The reason is, that even though the annualized return of stocks may converge towards some number (e.g. 7%), it does absolutely not follow that the return of your investments converge. They will actually diverge. Let me shortly explain:
Lets assume the 7% annualized is the "normal" or "expected" return. You invest $10,000, and after 10 years you find out that your annualized return is only 6.5%. You wait, and after 20 years your annualized return is 6.7%. You still wait ten more years, and after 30 years the return is 6.8%. After 40 years it is 6.9%. Everything seems to be going smoothly, and at first glance your return is converging towards the "expected" return.
But what about your actual dollars? After 10 years you will have $18,771. Compared to the 7% return, you are lagging $900. After 20 years, you'll have $36,584, but you will be lagging $2,113 compared to the 7% return. In 30 years you'll have $71,968, but will be lagging $4,155. 40 years and $144,247, but you'll be lagging $5,497.

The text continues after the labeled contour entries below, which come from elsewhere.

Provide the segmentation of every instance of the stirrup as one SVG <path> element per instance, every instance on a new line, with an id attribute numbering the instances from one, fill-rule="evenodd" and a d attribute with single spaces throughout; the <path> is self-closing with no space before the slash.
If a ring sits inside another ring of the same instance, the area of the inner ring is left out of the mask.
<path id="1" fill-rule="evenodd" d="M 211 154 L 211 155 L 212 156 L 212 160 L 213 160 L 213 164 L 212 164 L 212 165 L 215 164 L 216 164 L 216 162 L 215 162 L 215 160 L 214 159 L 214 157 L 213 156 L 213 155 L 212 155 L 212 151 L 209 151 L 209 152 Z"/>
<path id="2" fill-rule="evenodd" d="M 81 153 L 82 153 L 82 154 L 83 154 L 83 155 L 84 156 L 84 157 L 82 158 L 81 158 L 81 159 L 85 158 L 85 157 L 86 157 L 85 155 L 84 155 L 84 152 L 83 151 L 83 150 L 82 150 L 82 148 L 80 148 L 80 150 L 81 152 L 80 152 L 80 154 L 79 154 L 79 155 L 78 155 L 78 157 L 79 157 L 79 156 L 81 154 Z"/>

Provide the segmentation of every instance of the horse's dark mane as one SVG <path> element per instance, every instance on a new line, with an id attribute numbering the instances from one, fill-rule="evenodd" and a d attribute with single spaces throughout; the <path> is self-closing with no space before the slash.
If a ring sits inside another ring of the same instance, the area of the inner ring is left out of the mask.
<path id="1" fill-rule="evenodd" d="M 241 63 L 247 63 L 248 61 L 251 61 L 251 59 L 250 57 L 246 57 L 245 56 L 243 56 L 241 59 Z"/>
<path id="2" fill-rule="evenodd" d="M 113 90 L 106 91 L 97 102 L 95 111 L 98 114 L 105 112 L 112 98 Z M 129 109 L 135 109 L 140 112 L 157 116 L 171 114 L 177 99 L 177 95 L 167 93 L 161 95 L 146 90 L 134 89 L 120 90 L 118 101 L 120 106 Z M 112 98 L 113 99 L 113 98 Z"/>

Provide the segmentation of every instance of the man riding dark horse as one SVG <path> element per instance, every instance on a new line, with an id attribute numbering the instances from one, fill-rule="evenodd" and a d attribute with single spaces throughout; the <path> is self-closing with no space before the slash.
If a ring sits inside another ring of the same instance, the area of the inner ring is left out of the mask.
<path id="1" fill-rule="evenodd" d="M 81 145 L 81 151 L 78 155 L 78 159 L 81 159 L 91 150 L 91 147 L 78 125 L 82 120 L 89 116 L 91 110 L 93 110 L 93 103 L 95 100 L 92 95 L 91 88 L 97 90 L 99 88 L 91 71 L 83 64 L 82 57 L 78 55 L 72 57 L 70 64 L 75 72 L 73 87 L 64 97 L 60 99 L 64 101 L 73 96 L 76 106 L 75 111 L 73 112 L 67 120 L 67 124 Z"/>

So while your annualized return is converging towards the "expected" annualized return. Your return may actually be diverging from the "expected" return! (See Table below).
Ret. p.a. Assets ($) Diff. to 7% ret. ($)

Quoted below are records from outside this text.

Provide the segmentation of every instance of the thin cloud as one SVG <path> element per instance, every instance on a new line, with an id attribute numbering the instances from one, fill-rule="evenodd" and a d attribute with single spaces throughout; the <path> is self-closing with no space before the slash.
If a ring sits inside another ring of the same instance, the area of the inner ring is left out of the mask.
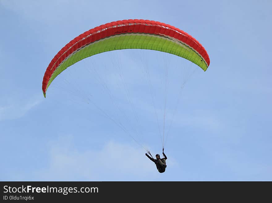
<path id="1" fill-rule="evenodd" d="M 18 99 L 13 100 L 18 102 L 14 102 L 11 104 L 0 106 L 0 121 L 21 118 L 41 101 L 40 99 L 31 99 L 26 102 Z"/>

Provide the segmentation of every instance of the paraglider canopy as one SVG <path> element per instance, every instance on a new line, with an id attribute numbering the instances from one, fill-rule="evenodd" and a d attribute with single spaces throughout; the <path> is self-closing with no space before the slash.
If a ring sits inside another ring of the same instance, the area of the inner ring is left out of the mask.
<path id="1" fill-rule="evenodd" d="M 204 71 L 210 65 L 207 52 L 189 34 L 171 25 L 152 20 L 129 19 L 96 27 L 67 44 L 52 59 L 42 82 L 44 95 L 54 79 L 68 67 L 87 57 L 110 51 L 143 49 L 182 57 Z"/>

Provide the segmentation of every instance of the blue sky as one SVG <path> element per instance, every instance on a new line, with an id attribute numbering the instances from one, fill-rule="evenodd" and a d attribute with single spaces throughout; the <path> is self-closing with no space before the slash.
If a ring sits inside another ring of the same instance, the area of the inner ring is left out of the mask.
<path id="1" fill-rule="evenodd" d="M 0 180 L 272 180 L 272 3 L 244 2 L 0 0 Z M 156 52 L 111 52 L 68 69 L 44 98 L 44 72 L 62 47 L 91 28 L 130 19 L 188 33 L 207 50 L 208 70 Z M 151 152 L 161 153 L 154 109 L 161 129 L 166 61 L 166 126 L 172 125 L 165 146 L 168 167 L 161 174 L 145 150 L 84 96 L 134 137 L 135 129 L 142 132 Z M 181 82 L 175 71 L 184 69 L 190 74 L 174 113 Z M 120 87 L 124 82 L 138 121 Z M 84 92 L 79 97 L 73 94 L 78 89 Z"/>

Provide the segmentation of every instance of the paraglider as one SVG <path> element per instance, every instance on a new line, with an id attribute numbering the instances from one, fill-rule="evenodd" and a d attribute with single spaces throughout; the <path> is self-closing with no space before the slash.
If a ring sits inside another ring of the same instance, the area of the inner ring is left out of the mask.
<path id="1" fill-rule="evenodd" d="M 147 153 L 146 153 L 146 156 L 155 163 L 158 171 L 161 173 L 165 172 L 165 168 L 167 167 L 166 160 L 167 159 L 167 157 L 164 152 L 164 149 L 163 150 L 163 155 L 164 157 L 163 157 L 162 159 L 160 159 L 159 154 L 156 154 L 156 159 L 155 159 L 153 157 L 150 157 Z M 152 156 L 150 152 L 148 152 L 148 153 L 150 154 L 151 157 Z"/>
<path id="2" fill-rule="evenodd" d="M 113 22 L 80 35 L 57 53 L 49 63 L 43 77 L 42 89 L 45 97 L 53 81 L 68 67 L 96 54 L 126 49 L 149 49 L 171 53 L 192 62 L 204 71 L 210 64 L 209 55 L 201 44 L 191 36 L 173 26 L 147 20 L 130 19 Z M 163 149 L 166 104 L 165 103 Z M 152 157 L 149 151 L 147 150 Z M 155 163 L 160 173 L 165 171 L 167 157 L 163 151 L 164 157 L 162 159 L 158 154 L 155 159 L 147 154 L 146 155 Z"/>

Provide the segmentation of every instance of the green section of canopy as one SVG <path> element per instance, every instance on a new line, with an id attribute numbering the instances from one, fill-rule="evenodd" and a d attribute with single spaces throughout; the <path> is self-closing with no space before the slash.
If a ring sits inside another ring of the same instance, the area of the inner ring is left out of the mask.
<path id="1" fill-rule="evenodd" d="M 73 53 L 64 61 L 53 73 L 48 82 L 46 90 L 56 77 L 78 61 L 102 52 L 128 49 L 151 49 L 166 52 L 188 59 L 204 71 L 208 68 L 200 55 L 192 48 L 180 42 L 174 41 L 166 37 L 155 35 L 122 34 L 94 42 Z M 44 95 L 45 97 L 45 94 Z"/>

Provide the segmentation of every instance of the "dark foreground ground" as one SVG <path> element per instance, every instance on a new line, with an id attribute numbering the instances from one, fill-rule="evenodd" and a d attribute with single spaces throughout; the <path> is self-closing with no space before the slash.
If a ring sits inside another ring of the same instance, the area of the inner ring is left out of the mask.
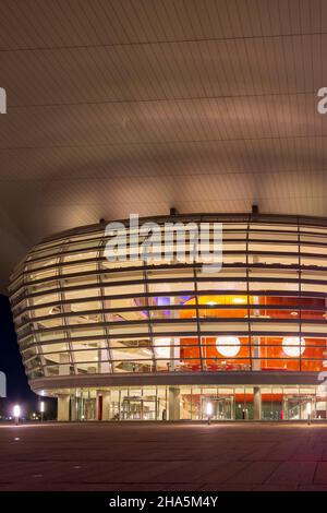
<path id="1" fill-rule="evenodd" d="M 327 490 L 327 425 L 0 427 L 0 490 Z"/>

10 years 6.5% $18,771 $900
20 years 6.7% $36,584 $2,113
30 years 6.8% $71,968 $4,155
40 years 6.9% $144,247 $5,497
This is of course just an example, but I have seen a paper that shows that the annualized return does not converge fast enough for the return in actual dollars to converge as well (but I can't find it to save my life). One bad year does not hurt too much, but after a bad decade you will have a hard time getting high enough returns fast enough for your dollar return to converge towards your "expected" return. Getting these returns will be even more difficult if you start shifting to bonds when coming closer to retirement. And I doubt that all the possible annualized return will even fall within 0.1 pp from the average of all the returns. If someone has historical data, it would be interesting to see what the possible annualized returns are for 10, 20, 30, 40, 50 years etc. Remember that your investment horizon does not end when you retire, and if you are lagging by then, good luck in catching up if you are holding more bonds and actually living off the returns as well.
I'm not saying that you can't hold 100% stocks. I'm just saying that stocks have a long term risk that you can not wait out. Stocks are risky, and hence you are paid a risk premium to buy them. It's a risk premium, not a patience premium. You can't negate the risk of stocks just by having the stomach not to sell during a bear market. The risk is there, and you have to be aware of both the short- and the long-term risk, especially if you are 100% in stocks. I'm not saying you have to sacrifice all the potential return to avoid risk, but if you can reduce risk (and hence avoid the worst possible long-term outcomes) without hurting your expected return (see graph by pmallory), you should really have a good and thought out reason if you choose not to.